Portugal regista ao longo das últimas duas semanas uma clara tendência de descida e de controlo da pandemia de covid-19, depois de em janeiro ter andado nas bocas do mundo como o pior país em termos de novos casos e mortes.

Num mundo quase paralelo, Paulo Portas decidiu iniciar a sua rubrica Global pelo Open de ténis da Austrália. Em Melbourne, onde Novak Djokovic venceu a grande final, o grande destaque foi para a presença de oito mil pessoas na bancada, numa altura em que o resto do mundo vê este cenário apenas como uma miragem.

Parece outro planeta, outro mundo, e se calhar, foi outra maneira de fazer as coisas, que lhes permite terem resultados que permitem ter uma vida muito mais normal", assinalou.

Voltando ao novo normal, e numa altura em que Portugal continua a cumprir um duro confinamento, seguindo "a trajetória necessária", que deve ser consolidada, para que não voltemos a "por tudo em risco".

Com a queda de contágios e a estabilização do índice de trasmissão (RT, atualmente em 0,7), há também uma diminuição dos internamentos e das mortes.

Para Paulo Portas é de assinalar que Portugal tenha, "finalmente", saído do topo de países com mais casos por 100 mil habitantes da União Europeia: "Finalmente saímos do pódio, depois de quatro semanas absolutamente penosas".

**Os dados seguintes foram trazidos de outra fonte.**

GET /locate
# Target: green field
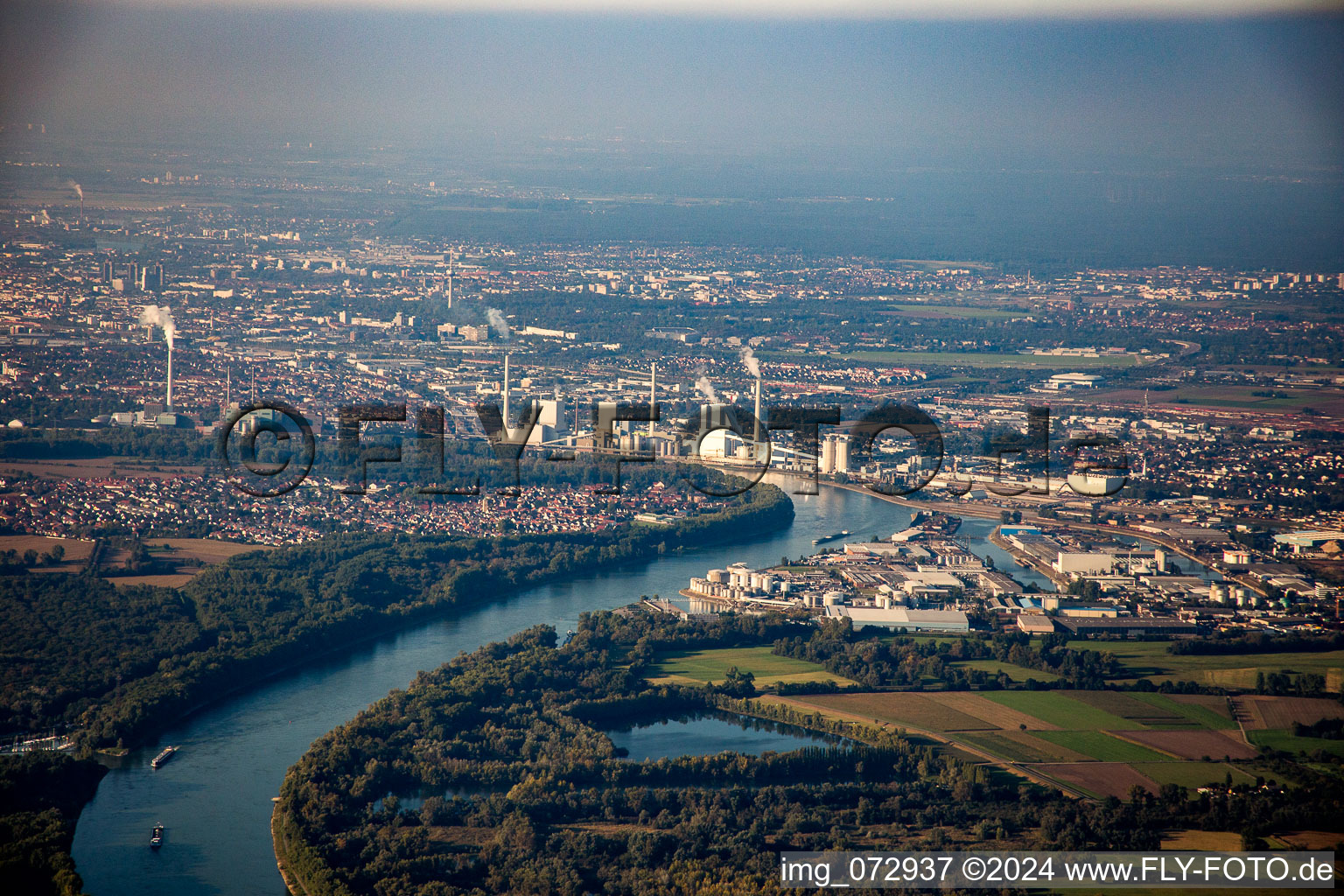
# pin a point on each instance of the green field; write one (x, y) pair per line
(1193, 774)
(712, 665)
(1285, 740)
(990, 359)
(1013, 750)
(1150, 660)
(1101, 746)
(1015, 673)
(1201, 717)
(1058, 710)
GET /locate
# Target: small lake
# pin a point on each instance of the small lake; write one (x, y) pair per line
(712, 734)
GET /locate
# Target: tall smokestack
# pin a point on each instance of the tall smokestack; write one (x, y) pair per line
(654, 391)
(757, 438)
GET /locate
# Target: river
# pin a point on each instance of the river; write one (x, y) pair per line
(215, 795)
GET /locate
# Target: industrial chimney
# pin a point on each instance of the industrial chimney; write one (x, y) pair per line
(654, 393)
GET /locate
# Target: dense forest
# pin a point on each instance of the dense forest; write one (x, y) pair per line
(40, 797)
(117, 662)
(509, 783)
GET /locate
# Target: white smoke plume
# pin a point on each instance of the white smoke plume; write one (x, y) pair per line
(159, 316)
(750, 360)
(498, 321)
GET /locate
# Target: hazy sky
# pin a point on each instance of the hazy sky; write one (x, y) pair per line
(1027, 90)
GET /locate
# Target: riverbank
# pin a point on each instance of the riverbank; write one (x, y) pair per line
(379, 586)
(235, 751)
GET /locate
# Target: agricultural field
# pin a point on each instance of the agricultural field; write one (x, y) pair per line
(1096, 742)
(992, 359)
(1193, 774)
(1258, 712)
(176, 560)
(982, 707)
(1098, 778)
(1194, 745)
(1150, 660)
(77, 550)
(903, 708)
(1019, 746)
(200, 551)
(1015, 673)
(1288, 742)
(1060, 710)
(1210, 841)
(1102, 747)
(712, 667)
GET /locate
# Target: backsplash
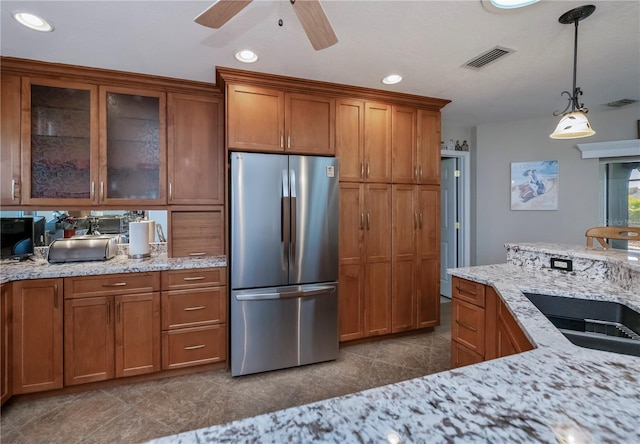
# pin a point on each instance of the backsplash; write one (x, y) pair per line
(157, 248)
(619, 267)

Aludindo aos dados do Instituto Nacional de Estatística, que aponta para um cenário negro no que toca às mortes por covid-19 em janeiro, o analista não deixa de assinalar a descida nesses dados.

Esta descida no número de contágios diários vem sendo acompanhada por uma descida na capacidade de testagem. Paulo Portas reconhece "algumas explicações para isso", mas alerta que "não podemos abrir a sociedade com este nível de testagem".

Estamos com um número muito baixo de testes", aponta.

O analista lembra que, em cenário de confinamento, é natural que exista menos circulação, o que leva a menos probabilidade de contágio e a menos testes.

O que é mais surpreendente é que a nova instrução da Direção-Geral da Saúde ainda não migrou para a realidade", referiu, abordando a nova política de testagem, que prevê um alargamento do rastreio.

 A nível europeu, explica Paulo Portas, Portugal "já esteve muito melhor", sendo que a nossa posição em termos de testagem na Europa é de 16.º.

Uma das coisas essenciais para o caminho seguinte é que precisamos de ter testagem e rastreio, se não queremos enganar-nos outra vez", vincou.